Si l'accord a du mal à émerger de comportements strictement individuels, c'est peut-être qu'il
nécessite l'existence d'un cadre commun pour s'exprimer. Telle est la problématique des jeux de
pure coordination au sens de Schelling (1960).
Un exemple simple va nous permettre d'expliciter cette notion. Deux personnes se sont perdues
et cherchent à se retrouver. Deux solutions s'offrent à elles: aller en un point A ou aller en un
point B sachant que B est plus éloigné que A. Ce jeu (appelé "problème du rendez-vous")
admet deux équilibres de Nash: les deux joueurs vont en A d'une part et les deux joueurs vont
en B d'autre part. Seul le premier de ces équilibres est Paréto - optimal car les coûts de
déplacement sont moindres.
Pourtant, il n'y a aucune raison pour que la meilleure solution soit celle adoptée par les joueurs.
En effet, les joueurs pourront préférer aller en B (alors que c'est beaucoup plus éloigné que A)
parce qu'il existe une habitude acquise de se retrouver en B. L'endroit présente une prégnance
ou une réputation particulière et il s'impose naturellement aux agents.
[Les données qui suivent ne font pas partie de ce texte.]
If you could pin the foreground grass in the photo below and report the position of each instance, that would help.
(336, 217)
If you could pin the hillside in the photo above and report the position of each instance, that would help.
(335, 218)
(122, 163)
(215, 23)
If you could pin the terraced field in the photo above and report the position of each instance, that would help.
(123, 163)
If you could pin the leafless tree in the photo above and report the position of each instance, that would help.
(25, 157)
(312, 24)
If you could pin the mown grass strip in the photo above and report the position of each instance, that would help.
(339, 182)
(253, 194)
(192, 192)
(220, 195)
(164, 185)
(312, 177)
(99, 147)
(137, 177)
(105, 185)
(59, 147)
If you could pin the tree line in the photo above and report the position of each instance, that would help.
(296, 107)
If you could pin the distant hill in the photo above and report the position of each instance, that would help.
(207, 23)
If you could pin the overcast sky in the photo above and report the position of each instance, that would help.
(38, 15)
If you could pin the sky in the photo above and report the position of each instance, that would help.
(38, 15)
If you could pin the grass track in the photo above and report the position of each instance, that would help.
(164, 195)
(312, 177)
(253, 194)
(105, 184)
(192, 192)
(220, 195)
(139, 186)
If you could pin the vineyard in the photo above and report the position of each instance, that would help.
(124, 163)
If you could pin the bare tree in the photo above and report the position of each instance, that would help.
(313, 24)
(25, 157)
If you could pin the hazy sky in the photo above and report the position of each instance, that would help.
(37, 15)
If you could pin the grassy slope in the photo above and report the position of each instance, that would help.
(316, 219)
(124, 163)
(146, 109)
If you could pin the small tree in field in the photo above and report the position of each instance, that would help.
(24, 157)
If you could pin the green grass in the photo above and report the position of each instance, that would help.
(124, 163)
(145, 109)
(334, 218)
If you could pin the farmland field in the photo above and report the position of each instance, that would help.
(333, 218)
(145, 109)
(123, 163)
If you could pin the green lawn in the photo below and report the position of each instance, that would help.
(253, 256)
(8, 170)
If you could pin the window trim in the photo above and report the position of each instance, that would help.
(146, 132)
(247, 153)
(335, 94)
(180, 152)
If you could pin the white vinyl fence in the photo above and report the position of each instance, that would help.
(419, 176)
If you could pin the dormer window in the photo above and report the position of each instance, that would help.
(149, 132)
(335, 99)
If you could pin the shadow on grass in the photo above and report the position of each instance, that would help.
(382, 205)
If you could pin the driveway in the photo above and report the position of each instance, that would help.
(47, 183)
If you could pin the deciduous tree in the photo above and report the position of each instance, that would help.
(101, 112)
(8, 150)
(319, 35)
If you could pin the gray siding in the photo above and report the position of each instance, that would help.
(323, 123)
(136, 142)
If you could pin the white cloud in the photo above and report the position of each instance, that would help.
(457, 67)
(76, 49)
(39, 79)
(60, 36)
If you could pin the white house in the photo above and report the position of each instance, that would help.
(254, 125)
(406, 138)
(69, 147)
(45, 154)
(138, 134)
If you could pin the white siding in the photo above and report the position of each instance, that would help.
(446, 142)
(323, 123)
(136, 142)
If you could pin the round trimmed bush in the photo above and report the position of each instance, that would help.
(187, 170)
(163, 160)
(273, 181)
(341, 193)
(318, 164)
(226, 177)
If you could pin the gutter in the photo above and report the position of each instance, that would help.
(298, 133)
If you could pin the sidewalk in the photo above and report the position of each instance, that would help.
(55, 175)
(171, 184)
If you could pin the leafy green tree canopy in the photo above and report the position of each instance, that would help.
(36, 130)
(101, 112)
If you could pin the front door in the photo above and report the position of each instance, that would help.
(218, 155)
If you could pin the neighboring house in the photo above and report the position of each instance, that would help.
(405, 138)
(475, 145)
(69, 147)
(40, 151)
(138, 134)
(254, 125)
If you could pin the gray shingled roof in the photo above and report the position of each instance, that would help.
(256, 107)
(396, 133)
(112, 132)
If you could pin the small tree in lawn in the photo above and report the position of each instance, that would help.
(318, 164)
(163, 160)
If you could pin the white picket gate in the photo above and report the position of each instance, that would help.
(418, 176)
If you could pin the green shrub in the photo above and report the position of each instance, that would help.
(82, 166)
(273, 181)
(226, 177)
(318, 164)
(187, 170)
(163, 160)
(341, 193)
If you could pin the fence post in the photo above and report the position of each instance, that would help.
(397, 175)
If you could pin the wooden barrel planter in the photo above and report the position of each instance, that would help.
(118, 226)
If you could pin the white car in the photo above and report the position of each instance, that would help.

C'est le cas, par exemple,
des points de rencontre dans les lieux publics (aéroports, gares, etc..) ou eux forgés de leur
propre chef par un couple d'acteurs (il n'est pas nécessaire que les points de rencontre soient
universels).
La coordination s'effectue sur la base d'une convention définie par Lewis (1969) au sens d'une
régularité de comportement. Cette régularité est une convention dans une population donnée si
chacun s'y conforme et si chacun s'attend à ce que les autres en fassent autant. La convention
est donc stable, ce qui assure son efficacité. Elle est, en effet, auto-réalisante. Chacun, non
seulement, maintient son action si les autres en font autant mais préfère qu'il en soit ainsi.
Une autre particularité fondamentale de la convention est qu'elle n'a pas besoin d'être optimale
pour s'imposer. On l'a vu avec le problème du rendez-vous. On peut également l'apprécier tous
les jours avec les institutions (feux, stop, priorités) qui règlent la circulation routière. La
priorité à droite n'est pas meilleure que la priorité à gauche. Pourtant, elle est respectée par les
automobilistes. On imagine les problèmes de coordination dans le cas contraire. De même, en
3 La démonstration est due à Kreps, Milgrom, Roberts et Wilson (1982).